Do you remember the moment that you sort found your voice and went ah, I got it I got it?

LEO:

Oh yeah.  Yeah, it happened for me about six years in.  which is a little I mean, most people it’s two, three years.  It’s like the first time you rode a bike.  The first time you could do it.  One second before, you couldn’t do it.  A second later, you can do it.  And you can play.  All of a sudden you can do it.  And you never get another leap like that.  After that, it comes in centimeters.

CHRIS:

And then you think how did I ever not know how to play?

LEO:

Exactly, it’s natural.  Before...one second ago it was impossible, and now it’s natural.  And that’s why, that’s why you know it’s real.  Up until that point, you wonder if you’re wasting your time, or if there’s something you’re missing.  After that point, it’s real for you.  You may be terrible.  Maybe it’s awful, what you’re doing.  But it’s the real thing.  So you’re happy.  You can get along for the rest of your life.

[Cut to Sessions stage]

LEO:

I had an opening act once in Kansas City.  I’ve talked about this guy a lot.  But he’s a true emblem.  This guy’s "it" as far as show business is concerned.

He was 92 years old.  They’d gotten him out of a nursing home to play this gig.  And he was seven feet tall — which meant he was eight feet tall when he was 23 — and he was a ukelele player.

And to see a seven-foot 92-year-old man in a powder blue leisure suit with a little plastic hat on playing a ukelele is like watching a guy play his tie tack — there’s nothing about it that looksright.  And he stank! He was the most wretched ukeleleist I’ve heard in my life.  And so of course the audience worshiped him.  You know, they brought him out again and again and again.

And how, you know, how do you follow that? You know?

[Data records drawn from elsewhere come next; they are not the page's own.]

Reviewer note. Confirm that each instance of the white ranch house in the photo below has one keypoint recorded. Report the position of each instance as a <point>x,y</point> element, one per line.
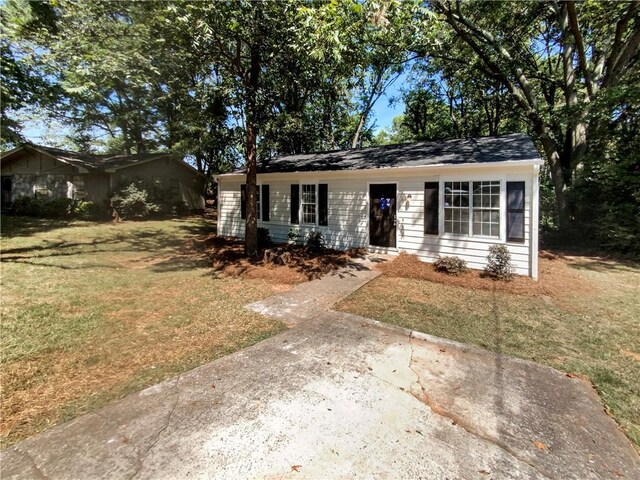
<point>453,197</point>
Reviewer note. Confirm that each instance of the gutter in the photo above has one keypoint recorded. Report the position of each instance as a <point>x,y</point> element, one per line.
<point>506,163</point>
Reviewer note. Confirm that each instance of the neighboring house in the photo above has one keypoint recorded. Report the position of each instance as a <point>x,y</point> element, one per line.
<point>453,197</point>
<point>34,170</point>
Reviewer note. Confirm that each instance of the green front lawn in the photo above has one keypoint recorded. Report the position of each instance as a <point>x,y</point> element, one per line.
<point>94,311</point>
<point>587,322</point>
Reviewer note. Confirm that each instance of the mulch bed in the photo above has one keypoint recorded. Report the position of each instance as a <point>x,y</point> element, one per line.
<point>280,263</point>
<point>555,277</point>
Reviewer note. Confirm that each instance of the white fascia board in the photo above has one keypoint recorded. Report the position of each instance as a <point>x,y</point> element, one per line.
<point>404,170</point>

You can’t go out and out-stink him,

you know.  That’s not right.

So he came off, and I said, "Is it true they got you out of a nursing home to do, to play?"

He said, "Yeah."

I said, well, "Man, why do you do this?"

And he looked at me — he looked at me [looks way down as a seven-foot man would look at him] — like I was nuts, which I was, I was really off the beam there.

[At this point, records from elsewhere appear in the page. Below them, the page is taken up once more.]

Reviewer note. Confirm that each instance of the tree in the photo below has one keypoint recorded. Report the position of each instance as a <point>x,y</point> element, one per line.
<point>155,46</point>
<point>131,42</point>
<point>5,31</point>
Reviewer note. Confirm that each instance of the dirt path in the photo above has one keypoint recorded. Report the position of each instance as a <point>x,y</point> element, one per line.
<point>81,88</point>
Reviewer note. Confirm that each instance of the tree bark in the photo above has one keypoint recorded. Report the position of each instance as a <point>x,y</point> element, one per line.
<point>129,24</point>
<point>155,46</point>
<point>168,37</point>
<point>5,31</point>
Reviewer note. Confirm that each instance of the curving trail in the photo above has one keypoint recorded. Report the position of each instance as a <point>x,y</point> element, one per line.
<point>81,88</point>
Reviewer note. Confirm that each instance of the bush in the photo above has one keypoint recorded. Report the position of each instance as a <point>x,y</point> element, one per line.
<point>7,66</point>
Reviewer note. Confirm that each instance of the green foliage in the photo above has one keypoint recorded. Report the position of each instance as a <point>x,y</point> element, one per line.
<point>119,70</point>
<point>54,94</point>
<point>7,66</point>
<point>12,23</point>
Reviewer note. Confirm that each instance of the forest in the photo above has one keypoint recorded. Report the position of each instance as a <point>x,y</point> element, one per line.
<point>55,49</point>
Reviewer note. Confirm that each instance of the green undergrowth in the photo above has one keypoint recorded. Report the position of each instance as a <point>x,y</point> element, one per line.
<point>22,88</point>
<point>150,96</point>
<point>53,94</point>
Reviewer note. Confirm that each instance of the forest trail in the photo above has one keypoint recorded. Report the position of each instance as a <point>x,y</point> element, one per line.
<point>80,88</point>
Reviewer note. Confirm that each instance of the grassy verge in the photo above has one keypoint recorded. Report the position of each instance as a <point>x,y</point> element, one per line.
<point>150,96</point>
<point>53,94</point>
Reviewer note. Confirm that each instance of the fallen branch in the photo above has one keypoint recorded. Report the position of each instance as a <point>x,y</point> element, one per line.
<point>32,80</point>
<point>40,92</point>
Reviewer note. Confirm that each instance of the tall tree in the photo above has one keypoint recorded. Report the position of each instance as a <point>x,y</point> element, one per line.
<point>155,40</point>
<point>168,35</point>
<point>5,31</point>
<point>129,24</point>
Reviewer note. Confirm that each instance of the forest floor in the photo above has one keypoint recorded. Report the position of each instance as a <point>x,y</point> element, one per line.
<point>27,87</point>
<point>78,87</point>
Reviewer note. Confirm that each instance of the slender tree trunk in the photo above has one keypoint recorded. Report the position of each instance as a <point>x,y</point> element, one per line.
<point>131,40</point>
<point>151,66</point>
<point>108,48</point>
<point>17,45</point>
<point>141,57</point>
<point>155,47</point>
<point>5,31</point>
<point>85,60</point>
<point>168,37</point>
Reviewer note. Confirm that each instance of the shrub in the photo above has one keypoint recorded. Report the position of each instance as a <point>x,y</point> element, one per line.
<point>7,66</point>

He said, "This is what I do."

Ah! [taps himself on forehead with the heel of his hand, as if to say, "duh!"] I get it.  So...

[Leo plays "Hear the Wind Howl".   While singing, he forgets the lyrics and substitutes "and you remained" for "and time remained" in second verse.]

LEO:

I used to play in Yugoslavia all the time, and I was...I would...and, uh, I met a lithographer there named Seka Tavcar, a lithographer from Ljubljana, which is in the northwestern part of the...what used to be the country — it’s in Slovenia.

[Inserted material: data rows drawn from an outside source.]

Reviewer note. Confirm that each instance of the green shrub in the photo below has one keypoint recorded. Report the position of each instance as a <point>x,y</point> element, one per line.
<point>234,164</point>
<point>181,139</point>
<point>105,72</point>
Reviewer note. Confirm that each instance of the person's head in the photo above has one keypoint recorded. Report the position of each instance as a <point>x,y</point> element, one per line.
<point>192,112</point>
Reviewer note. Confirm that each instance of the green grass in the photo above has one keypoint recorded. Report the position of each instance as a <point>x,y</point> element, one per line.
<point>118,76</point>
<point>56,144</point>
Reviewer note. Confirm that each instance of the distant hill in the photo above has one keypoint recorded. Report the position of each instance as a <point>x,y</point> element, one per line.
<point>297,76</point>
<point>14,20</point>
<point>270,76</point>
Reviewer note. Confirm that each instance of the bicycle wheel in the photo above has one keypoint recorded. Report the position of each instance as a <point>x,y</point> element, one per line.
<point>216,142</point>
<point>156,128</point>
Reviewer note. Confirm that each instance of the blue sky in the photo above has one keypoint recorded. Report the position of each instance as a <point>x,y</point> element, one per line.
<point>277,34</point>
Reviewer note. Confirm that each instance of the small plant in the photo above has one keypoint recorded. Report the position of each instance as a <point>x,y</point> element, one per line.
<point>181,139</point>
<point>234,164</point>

When she was, uh, three years old, her father had been, uh, arrested, and, uh, when she told me this story, we were standing next to a bridge that he’d designed and built.  And I said "Well, what’d he do?" You know, it seemed a likely question, but it was...it branded me as a Minnesotan right away.

And she said, "He didn’t do anything.  You don’t have to do anything.  He was just arrested, that’s all.  We weren’t told why he was arrested.  We weren’t told where he was being kept.  We weren’t told how long he would be kept.  And, uh, after 26 years they let him out of prison."

During that 26 years, all that she and her mother and her older sister ever got in the way of information was two letters.  The first one — at 12 years in, I think — telling them that he was alive.  That was it.  So, um, while she...when she told me this — he’d been, he’d come home the year before; they’d let him out to die — and that’s when she found out.  And she’d lived and had grown up in the same apartment all her life...she was still in it — at this point, all herlife — her whole family was there...or what was left of it.  And when he came home, that’s when they all found out that he’d been imprisoned across the street from her apartment house.  He was in a basement cell, and he could look up every night through a slit window that he had, and see Seka and her older sister playing on the balcony, and he watched them grow up from down there.